A Python package for Koopman theory using deep learning.

Overview

Koopman theory is a mathematical technique to achieve data-driven approximations of nonlinear dynamical systems by encoding them into a linear space. dlkoopman uses deep learning to learn such an encoding, while simultaneously learning the linear dynamics.

Key features

  • State prediction (StatePred) - Train on individual states (snapshots) of a system, then predict unknown states.
    • E.g: What is the pressure vector on this aircraft for $23.5^{\circ}$ angle of attack?
  • Trajectory prediction (TrajPred) - Train on generated trajectories of a system, then predict unknown trajectories for new initial states.
    • E.g: What is the behavior of this pendulum if I start from the point $[1,-1]$?
  • General and reusable - supports data from any dynamical system.
  • Novel error function Average Normalized Absolute Error (ANAE) for visualizing performance.
  • Extensive options and a ready-to-use hyperparameter search module to improve performance.
  • Built using Pytorch, supports both CPU and GPU platforms.

Why dlkoopman?

We bridge the gap between a) software packages that restrict the learning of a good linearizable encoding (e.g. pykoopman), and b) efforts that learn encodings for specific applications instead of being a general tool (e.g. DeepKoopman).

Installation

With pip (for regular users)

pip install dlkoopman

From source (for development)

git clone https://github.com/GaloisInc/dlkoopman.git
cd dlkoopman
pip install .

Tutorials and examples

Available in the examples folder.

Documentation and API Reference

Available at https://galoisinc.github.io/dlkoopman/.

Description

Koopman theory

Assume a dynamical system $x_{i+1} = F(x_i)$, where $x$ is the (genrally multi-dimensional) state of the system at index $i$, and $F$ is the (generally nonlinear) evolution rule describing the dynamics of the system. Koopman theory attempts to encode $x$ into a different space $y = g(x)$ where the dynamics are linear, i.e. $y_{i+1} = Ky_i$, where $K$ is the Koopman matrix. This is incredibly powerful since the state $y_i$ at any index $i$ can be predicted from the initial state $y_0$ as $y_i = K^iy_0$. This is then decoded back into the original space as $x = g^{-1}(y)$.
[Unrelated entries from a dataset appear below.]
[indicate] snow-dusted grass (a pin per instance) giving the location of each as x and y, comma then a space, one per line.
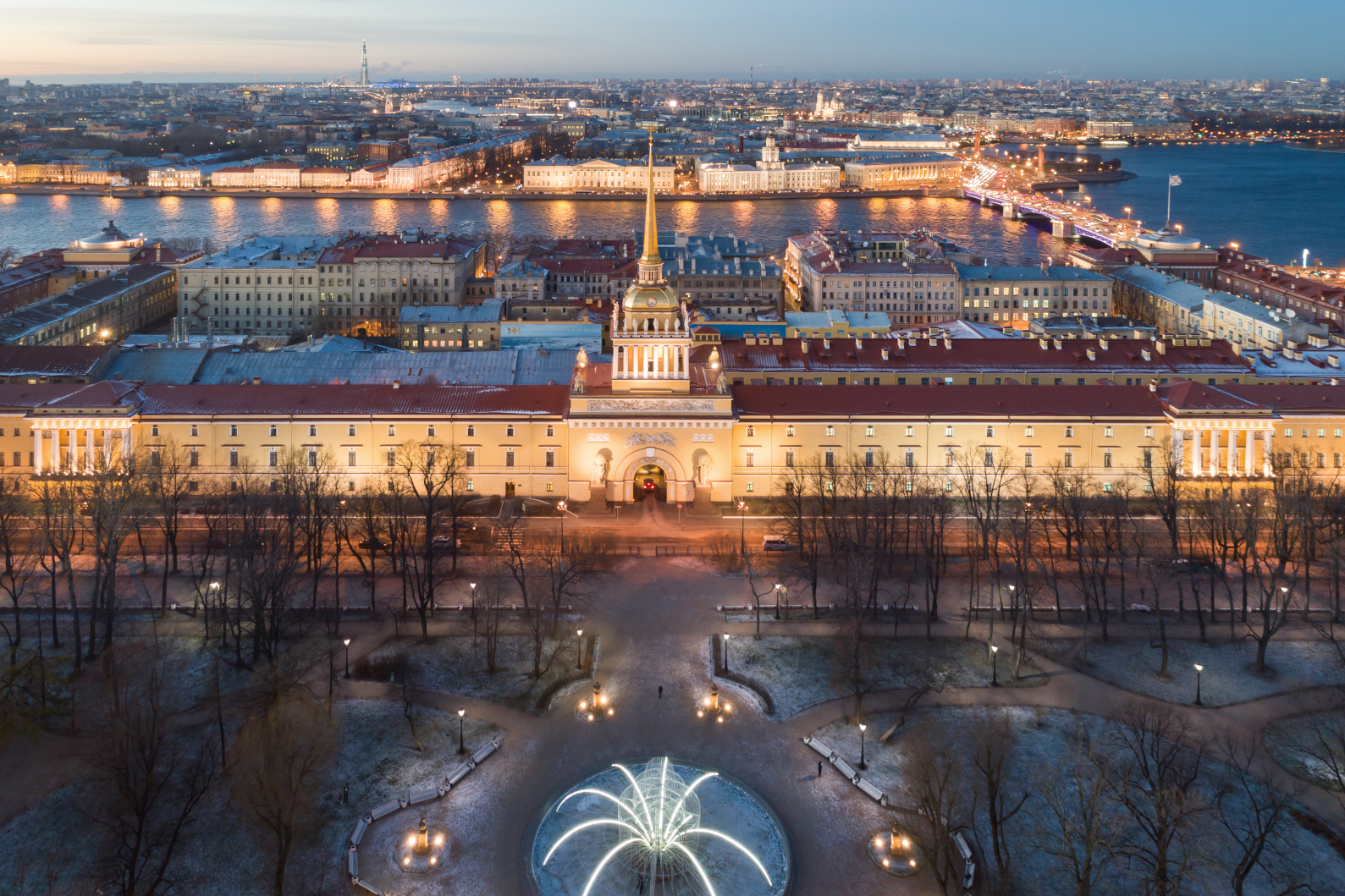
1286, 739
222, 856
452, 665
1230, 670
1043, 738
802, 672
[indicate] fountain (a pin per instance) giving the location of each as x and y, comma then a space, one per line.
712, 706
420, 850
667, 829
595, 706
895, 852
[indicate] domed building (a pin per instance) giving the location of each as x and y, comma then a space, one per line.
104, 250
648, 423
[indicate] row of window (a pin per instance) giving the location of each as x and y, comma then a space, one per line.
950, 458
350, 430
990, 432
351, 458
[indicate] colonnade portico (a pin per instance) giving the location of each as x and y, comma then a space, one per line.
1235, 437
69, 458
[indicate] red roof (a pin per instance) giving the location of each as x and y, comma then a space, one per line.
978, 355
947, 401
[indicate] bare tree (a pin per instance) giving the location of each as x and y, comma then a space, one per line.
1082, 825
18, 564
170, 479
995, 758
153, 781
432, 479
938, 787
278, 763
1157, 779
1254, 816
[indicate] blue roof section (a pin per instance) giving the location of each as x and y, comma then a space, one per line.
506, 367
1029, 273
553, 337
1174, 289
733, 330
488, 311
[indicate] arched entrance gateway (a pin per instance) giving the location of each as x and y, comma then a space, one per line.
654, 467
646, 426
648, 481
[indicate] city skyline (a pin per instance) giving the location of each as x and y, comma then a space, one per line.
303, 41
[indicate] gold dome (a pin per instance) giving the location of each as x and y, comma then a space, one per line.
657, 298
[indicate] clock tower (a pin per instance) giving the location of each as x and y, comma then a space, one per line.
651, 330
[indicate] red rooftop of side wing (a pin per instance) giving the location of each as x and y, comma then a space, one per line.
1192, 396
908, 403
977, 355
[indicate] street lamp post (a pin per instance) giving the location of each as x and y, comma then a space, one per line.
561, 506
742, 522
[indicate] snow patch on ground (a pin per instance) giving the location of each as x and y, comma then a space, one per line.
1044, 738
452, 665
221, 853
1228, 674
1283, 740
805, 670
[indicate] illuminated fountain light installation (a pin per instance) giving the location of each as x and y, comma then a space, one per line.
420, 850
650, 837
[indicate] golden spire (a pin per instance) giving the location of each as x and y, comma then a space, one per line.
651, 226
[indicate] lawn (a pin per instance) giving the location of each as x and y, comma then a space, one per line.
802, 672
1228, 676
456, 665
1043, 739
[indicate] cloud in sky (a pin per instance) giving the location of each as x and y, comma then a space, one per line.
689, 39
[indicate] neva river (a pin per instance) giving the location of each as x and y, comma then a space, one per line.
1272, 200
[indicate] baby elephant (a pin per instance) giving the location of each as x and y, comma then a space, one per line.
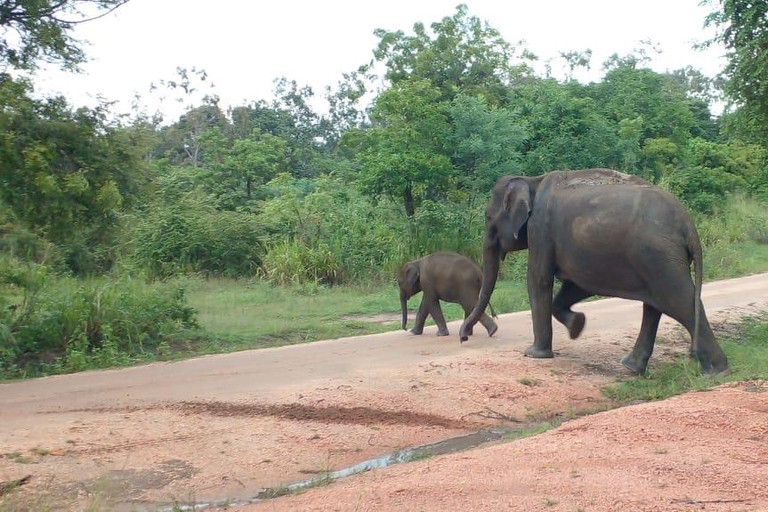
441, 276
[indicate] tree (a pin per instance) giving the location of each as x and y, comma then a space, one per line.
566, 129
464, 55
743, 30
401, 157
486, 141
66, 173
34, 30
237, 168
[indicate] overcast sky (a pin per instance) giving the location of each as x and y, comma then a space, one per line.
245, 44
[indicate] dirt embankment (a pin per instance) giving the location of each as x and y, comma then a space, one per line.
224, 427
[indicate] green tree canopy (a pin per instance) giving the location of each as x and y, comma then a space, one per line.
402, 155
33, 30
463, 54
743, 29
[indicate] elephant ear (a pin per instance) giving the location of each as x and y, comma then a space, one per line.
517, 201
412, 275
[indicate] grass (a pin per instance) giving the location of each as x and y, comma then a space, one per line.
255, 314
747, 352
239, 314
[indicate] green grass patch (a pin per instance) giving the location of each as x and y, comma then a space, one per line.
747, 352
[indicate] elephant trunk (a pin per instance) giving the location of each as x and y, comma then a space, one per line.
404, 308
491, 261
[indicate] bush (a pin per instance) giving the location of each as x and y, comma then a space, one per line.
292, 262
193, 236
62, 324
702, 189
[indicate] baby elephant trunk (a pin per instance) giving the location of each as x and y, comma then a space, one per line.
404, 307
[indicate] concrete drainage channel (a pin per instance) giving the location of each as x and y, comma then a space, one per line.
452, 445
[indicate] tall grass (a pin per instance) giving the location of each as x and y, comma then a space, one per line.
51, 324
747, 352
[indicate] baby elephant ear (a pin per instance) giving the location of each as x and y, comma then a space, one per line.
412, 274
517, 201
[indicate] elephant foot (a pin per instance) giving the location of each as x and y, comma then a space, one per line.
719, 369
633, 366
538, 353
576, 325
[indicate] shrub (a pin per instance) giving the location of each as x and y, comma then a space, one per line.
291, 261
193, 236
62, 324
702, 189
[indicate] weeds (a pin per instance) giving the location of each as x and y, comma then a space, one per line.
747, 353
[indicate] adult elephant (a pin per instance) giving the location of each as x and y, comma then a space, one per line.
601, 232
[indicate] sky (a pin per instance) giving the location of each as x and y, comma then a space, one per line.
244, 45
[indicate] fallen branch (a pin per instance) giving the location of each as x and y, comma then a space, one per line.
6, 487
490, 414
691, 501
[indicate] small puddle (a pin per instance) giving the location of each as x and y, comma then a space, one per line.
452, 445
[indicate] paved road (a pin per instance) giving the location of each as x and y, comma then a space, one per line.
276, 371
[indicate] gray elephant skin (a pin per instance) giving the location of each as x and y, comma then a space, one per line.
601, 232
443, 276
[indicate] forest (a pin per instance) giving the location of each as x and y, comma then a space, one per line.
107, 219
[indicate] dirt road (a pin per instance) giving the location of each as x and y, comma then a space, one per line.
224, 427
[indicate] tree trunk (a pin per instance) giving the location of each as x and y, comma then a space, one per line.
491, 263
408, 198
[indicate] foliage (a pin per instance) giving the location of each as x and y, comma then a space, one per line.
190, 235
711, 171
32, 30
401, 156
464, 54
487, 141
66, 173
747, 357
50, 324
566, 130
743, 30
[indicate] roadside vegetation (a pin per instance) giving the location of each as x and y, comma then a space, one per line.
747, 351
132, 238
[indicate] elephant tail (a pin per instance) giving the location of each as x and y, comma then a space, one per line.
694, 249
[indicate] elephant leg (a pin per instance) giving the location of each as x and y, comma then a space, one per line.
637, 360
489, 324
674, 295
421, 316
540, 283
437, 314
570, 293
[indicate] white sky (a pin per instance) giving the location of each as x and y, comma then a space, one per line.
245, 44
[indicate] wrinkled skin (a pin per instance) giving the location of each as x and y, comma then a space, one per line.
600, 232
442, 276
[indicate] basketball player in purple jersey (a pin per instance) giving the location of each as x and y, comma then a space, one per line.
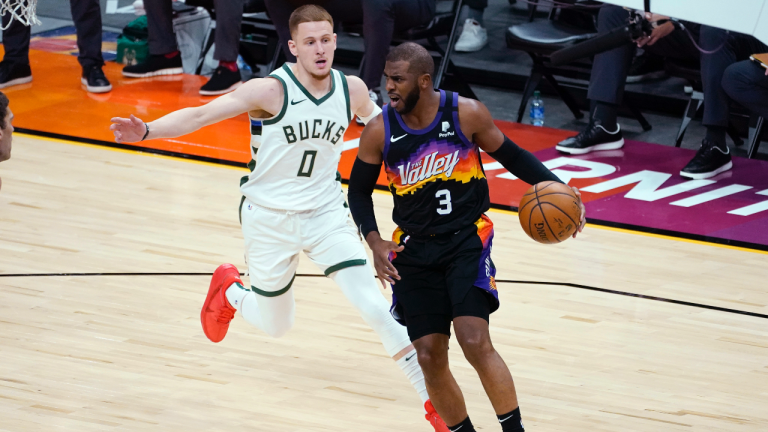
439, 263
For a thorough mathematical treatment, see this technical report.

dlkoopman training

This is a small example with three input states $\left[x_0, x_1, x_2\right]$. These are passed through an encoder neural network to get encoded states $\left[y_0, y_1, y_2\right]$. These are passed through a decoder neural network to get $\left[\hat{x}_0, \hat{x}_1, \hat{x}_2\right]$, and also used to learn $K$. This is used to derive predicted encoded states $\left[\mathsf{y}_1, \mathsf{y}_2\right]$, which are then passed through the same decoder to get predicted approximations $\left[\hat{\mathsf{x}}_1, \hat{\mathsf{x}}_2\right]$ to the original input states.

Errors mimimized during training:

  • Train the autoencoder - Reconstruction recon between $x$ and $\hat{x}$.
  • Train the Koopman matrix - Linearity lin between $y$ and $\mathsf{y}$.
  • Combine the above - Prediction pred between $x$ and $\hat{\mathsf{x}}$.

dlkoopman prediction

Prediction happens after training.

(a) State prediction - Compute predicted states for new indexes such as $i'$. This uses the eigendecomposition of $K$, so $i'$ can be any real number - positive (forward extapolation), negative (backward extrapolation), or fractional (interpolation).

(b) Trajectory prediction - Generate predicted trajectories $j'$ for new starting states such as $x^{j'}_0$. This uses a linear neural net layer to evolve the initial state.

Known issues

Some common issues and ways to overcome them are described in the known issues.

How to cite

Please cite the accompanying paper:

@article{Dey2022_dlkoopman,
    author = {Sourya Dey and Eric Davis},
    title = {DLKoopman: A deep learning software package for Koopman theory},
    year = {2022},
    note = {Submitted to 5th Annual Learning for Dynamics & Control (L4DC) Conference}
}

References

  • B. O. Koopman - Hamiltonian systems and transformation in Hilbert space
  • J. Nathan Kutz, Steven L. Brunton, Bingni Brunton, Joshua L. Proctor - Dynamic Mode Decomposition
  • Bethany Lusch, J. Nathan Kutz & Steven L. Brunton - Deep learning for universal linear embeddings of nonlinear dynamics

Distribution Statement

This material is based upon work supported by the United States Air Force and DARPA under Contract No. FA8750-20-C-0534. Any opinions, findings and conclusions or recommendations expressed in this material are those of the author(s) and do not necessarily reflect the views of the United States Air Force and DARPA. Distribution Statement A, "Approved for Public Release, Distribution Unlimited."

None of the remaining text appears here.